Ces difficultés croissantes ne doivent pas servir d'alibi à une remise en cause de l'Etat républicain, à une poussée vers un fédéralisme vecteur de libéralisme.
Notre crainte vive d'une dérive fédérale se fonde sur la rupture du principe d'égalité qu'elle comporte ; ce maître mot de la Constitution, qui fait rêver tant de citoyens du monde, ne supporte en effet aucune autre précision.
M. Sarkozy, ministre de l'intérieur, de la sécurité intérieure et des libertés locales, approuvait lui-même, en décembre 2001, cette orientation en se prononçant pour « une décentralisation différenciée selon les régions ».
Il a d'ailleurs confirmé ce souhait par son « forcing » corse. Il souhaite utiliser cette situation locale comme laboratoire de l'organisation territoriale future de notre pays.
La promesse de l'organisation de concours régionaux d'accès à la fonction publique est un premier signe que nous jugeons inacceptable et particulièrement dangereux. C'est proprement la remise en cause de la fonction publique nationale !
Le principe même d'« organisation décentralisée », expression dont le Conseil d'Etat a souligné le caractère administratif et technique, nous apparaît porteur d'un émiettement national.

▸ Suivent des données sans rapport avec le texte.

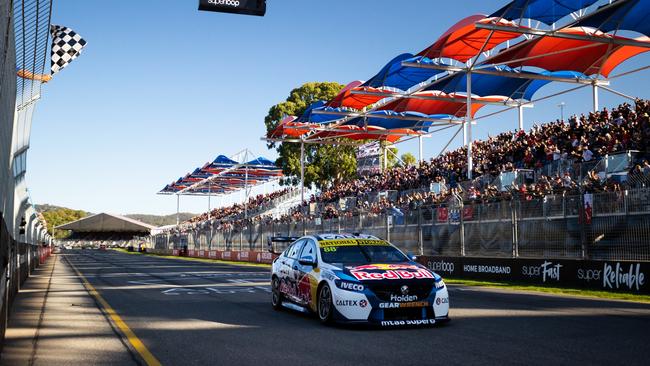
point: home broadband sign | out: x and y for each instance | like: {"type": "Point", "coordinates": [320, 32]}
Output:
{"type": "Point", "coordinates": [249, 7]}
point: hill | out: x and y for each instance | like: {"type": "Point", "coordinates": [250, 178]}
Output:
{"type": "Point", "coordinates": [56, 215]}
{"type": "Point", "coordinates": [161, 220]}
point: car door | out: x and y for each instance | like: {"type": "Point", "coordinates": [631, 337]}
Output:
{"type": "Point", "coordinates": [307, 280]}
{"type": "Point", "coordinates": [288, 272]}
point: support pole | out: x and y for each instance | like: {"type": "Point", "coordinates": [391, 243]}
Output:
{"type": "Point", "coordinates": [468, 124]}
{"type": "Point", "coordinates": [209, 193]}
{"type": "Point", "coordinates": [384, 165]}
{"type": "Point", "coordinates": [178, 207]}
{"type": "Point", "coordinates": [246, 194]}
{"type": "Point", "coordinates": [421, 158]}
{"type": "Point", "coordinates": [302, 172]}
{"type": "Point", "coordinates": [595, 95]}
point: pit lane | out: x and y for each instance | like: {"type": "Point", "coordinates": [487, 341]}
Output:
{"type": "Point", "coordinates": [195, 313]}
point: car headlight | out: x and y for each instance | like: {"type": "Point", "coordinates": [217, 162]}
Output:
{"type": "Point", "coordinates": [349, 286]}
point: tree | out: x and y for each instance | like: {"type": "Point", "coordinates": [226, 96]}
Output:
{"type": "Point", "coordinates": [324, 164]}
{"type": "Point", "coordinates": [408, 159]}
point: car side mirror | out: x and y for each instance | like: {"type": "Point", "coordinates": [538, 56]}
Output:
{"type": "Point", "coordinates": [307, 261]}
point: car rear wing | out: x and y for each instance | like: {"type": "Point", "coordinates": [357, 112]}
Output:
{"type": "Point", "coordinates": [271, 240]}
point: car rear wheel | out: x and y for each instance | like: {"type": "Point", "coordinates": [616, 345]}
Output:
{"type": "Point", "coordinates": [325, 306]}
{"type": "Point", "coordinates": [276, 295]}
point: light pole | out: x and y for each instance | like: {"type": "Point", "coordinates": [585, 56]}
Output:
{"type": "Point", "coordinates": [561, 105]}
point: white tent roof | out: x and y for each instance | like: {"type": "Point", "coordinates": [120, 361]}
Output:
{"type": "Point", "coordinates": [104, 222]}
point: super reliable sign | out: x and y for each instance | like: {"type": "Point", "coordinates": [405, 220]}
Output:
{"type": "Point", "coordinates": [249, 7]}
{"type": "Point", "coordinates": [598, 275]}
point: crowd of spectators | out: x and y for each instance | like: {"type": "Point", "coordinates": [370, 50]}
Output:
{"type": "Point", "coordinates": [581, 139]}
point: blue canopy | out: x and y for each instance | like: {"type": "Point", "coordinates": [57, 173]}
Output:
{"type": "Point", "coordinates": [512, 87]}
{"type": "Point", "coordinates": [546, 11]}
{"type": "Point", "coordinates": [378, 118]}
{"type": "Point", "coordinates": [262, 162]}
{"type": "Point", "coordinates": [395, 75]}
{"type": "Point", "coordinates": [223, 160]}
{"type": "Point", "coordinates": [323, 118]}
{"type": "Point", "coordinates": [627, 15]}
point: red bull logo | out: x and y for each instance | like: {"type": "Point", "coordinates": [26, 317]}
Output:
{"type": "Point", "coordinates": [392, 274]}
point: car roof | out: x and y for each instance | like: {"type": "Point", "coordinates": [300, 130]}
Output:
{"type": "Point", "coordinates": [333, 236]}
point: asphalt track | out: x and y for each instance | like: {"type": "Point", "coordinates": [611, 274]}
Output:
{"type": "Point", "coordinates": [194, 313]}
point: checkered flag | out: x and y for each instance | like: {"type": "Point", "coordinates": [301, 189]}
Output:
{"type": "Point", "coordinates": [66, 46]}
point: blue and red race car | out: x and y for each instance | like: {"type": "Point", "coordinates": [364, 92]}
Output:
{"type": "Point", "coordinates": [357, 279]}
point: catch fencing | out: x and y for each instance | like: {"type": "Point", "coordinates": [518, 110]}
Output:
{"type": "Point", "coordinates": [602, 226]}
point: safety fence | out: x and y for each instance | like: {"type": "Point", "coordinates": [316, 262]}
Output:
{"type": "Point", "coordinates": [607, 226]}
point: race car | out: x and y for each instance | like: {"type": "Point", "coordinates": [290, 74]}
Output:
{"type": "Point", "coordinates": [356, 278]}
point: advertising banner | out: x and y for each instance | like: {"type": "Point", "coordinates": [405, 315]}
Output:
{"type": "Point", "coordinates": [623, 276]}
{"type": "Point", "coordinates": [248, 7]}
{"type": "Point", "coordinates": [368, 159]}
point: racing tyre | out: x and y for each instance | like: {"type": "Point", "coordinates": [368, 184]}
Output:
{"type": "Point", "coordinates": [325, 305]}
{"type": "Point", "coordinates": [276, 295]}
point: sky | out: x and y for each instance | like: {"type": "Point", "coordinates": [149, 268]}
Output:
{"type": "Point", "coordinates": [162, 88]}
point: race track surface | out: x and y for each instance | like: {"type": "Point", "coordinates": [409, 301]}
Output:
{"type": "Point", "coordinates": [194, 313]}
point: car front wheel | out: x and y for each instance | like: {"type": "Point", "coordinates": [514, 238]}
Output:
{"type": "Point", "coordinates": [325, 306]}
{"type": "Point", "coordinates": [276, 295]}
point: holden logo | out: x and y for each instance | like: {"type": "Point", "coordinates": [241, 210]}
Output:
{"type": "Point", "coordinates": [405, 290]}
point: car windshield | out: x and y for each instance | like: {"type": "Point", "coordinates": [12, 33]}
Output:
{"type": "Point", "coordinates": [360, 251]}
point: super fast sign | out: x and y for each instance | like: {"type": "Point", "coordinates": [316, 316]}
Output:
{"type": "Point", "coordinates": [249, 7]}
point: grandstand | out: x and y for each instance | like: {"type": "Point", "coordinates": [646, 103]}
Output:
{"type": "Point", "coordinates": [496, 60]}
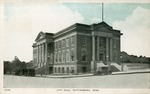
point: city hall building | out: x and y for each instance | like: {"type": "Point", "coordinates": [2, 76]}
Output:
{"type": "Point", "coordinates": [76, 49]}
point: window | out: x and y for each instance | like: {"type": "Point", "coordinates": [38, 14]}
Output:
{"type": "Point", "coordinates": [67, 42]}
{"type": "Point", "coordinates": [67, 69]}
{"type": "Point", "coordinates": [63, 56]}
{"type": "Point", "coordinates": [51, 58]}
{"type": "Point", "coordinates": [63, 43]}
{"type": "Point", "coordinates": [58, 69]}
{"type": "Point", "coordinates": [84, 55]}
{"type": "Point", "coordinates": [72, 40]}
{"type": "Point", "coordinates": [68, 55]}
{"type": "Point", "coordinates": [72, 55]}
{"type": "Point", "coordinates": [59, 44]}
{"type": "Point", "coordinates": [83, 40]}
{"type": "Point", "coordinates": [63, 70]}
{"type": "Point", "coordinates": [55, 45]}
{"type": "Point", "coordinates": [55, 70]}
{"type": "Point", "coordinates": [59, 57]}
{"type": "Point", "coordinates": [55, 57]}
{"type": "Point", "coordinates": [102, 42]}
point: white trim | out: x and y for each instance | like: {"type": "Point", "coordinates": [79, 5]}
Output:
{"type": "Point", "coordinates": [63, 32]}
{"type": "Point", "coordinates": [84, 34]}
{"type": "Point", "coordinates": [71, 54]}
{"type": "Point", "coordinates": [66, 36]}
{"type": "Point", "coordinates": [68, 55]}
{"type": "Point", "coordinates": [63, 59]}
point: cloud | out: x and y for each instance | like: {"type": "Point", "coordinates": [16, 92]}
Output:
{"type": "Point", "coordinates": [23, 23]}
{"type": "Point", "coordinates": [96, 20]}
{"type": "Point", "coordinates": [136, 32]}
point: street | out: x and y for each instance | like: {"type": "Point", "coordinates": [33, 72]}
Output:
{"type": "Point", "coordinates": [140, 80]}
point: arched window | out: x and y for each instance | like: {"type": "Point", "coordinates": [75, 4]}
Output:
{"type": "Point", "coordinates": [84, 55]}
{"type": "Point", "coordinates": [72, 55]}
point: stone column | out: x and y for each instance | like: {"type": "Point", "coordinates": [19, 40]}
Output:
{"type": "Point", "coordinates": [93, 64]}
{"type": "Point", "coordinates": [107, 50]}
{"type": "Point", "coordinates": [98, 48]}
{"type": "Point", "coordinates": [110, 49]}
{"type": "Point", "coordinates": [43, 54]}
{"type": "Point", "coordinates": [93, 50]}
{"type": "Point", "coordinates": [37, 54]}
{"type": "Point", "coordinates": [46, 54]}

Ce sentiment est encore renforcé par l'introduction de cette disposition dans l'article 1er de la Constitution. Cet article est le produit de notre histoire. Il édicte de grands principes politiques et philosophiques qui fondent l'unité de la nation et la démocratie, cette démocratie qui a permis de défendre de si nobles causes. Permettez-moi de vous en rappeler les termes : « La France est une République indivisible, laïque, démocratique et sociale. Elle assure l'égalité devant la loi de tous les citoyens sans distinction d'origine, de race ou de religion. Elle respecte toutes les croyances. »
Compléter cette déclinaison de principes supérieurs par la phrase « Son organisation est décentralisée » apparaît surprenant et déplacé. Nombre de personnalités, de constitutionnalistes, nombre de nos collègues ont souligné cette incongruité. Ils l'ont fait de manière si convaincante que la commission des lois a décidé de retirer la modification proposée par le Gouvernement. Pourtant, monsieur le rapporteur, vous vous êtes arrêté au milieu du gué. Vous n'avez pas suivi le conseil avisé de M. Robert Badinter ou de M. Patrice Gélard de renvoyer cette mention à l'article 72 de la Constitution relatif aux collectivités territoriales, ce qui, au demeurant, ne nous semble pas utile, mais nous aurons l'occasion d'en reparler.
Vous souhaitez donc, monsieur le rapporteur, intégrer cette disposition à l'article 2 de la Constitution. Or cet article concerne la langue de notre pays, son drapeau, son hymne, sa devise et le principe de la souveraineté populaire. Il n'est pas sérieux d'y intégrer une conception, peut-être éphémère d'ailleurs, de l'organisation territoriale !
Face à ces difficultés de rédaction, ne serait-il pas temps, messieurs les ministres, de nous faire part de l'avis du Conseil d'Etat, qui, a-t-on pu apprendre par la presse, s'est opposé fermement à l'article 1er du projet de loi, comme à d'autres dispositions d'ailleurs ?
Il est frappant de constater à quel point le Conseil d'Etat est écarté des débats comme un pestiféré (Exclamations sur les travées du RPR), alors qu'il fut si longtemps considéré comme « la » référence du droit public français.
M. Josselin de Rohan. Vous vous êtes souvent moqués de ses avis !
Mme Hélène Luc. Je ne voue aucun culte à l'institution du Palais-Royal, mais je suis surprise de l'ostracisme dont, messieurs les ministres, vous la frappez aujourd'hui.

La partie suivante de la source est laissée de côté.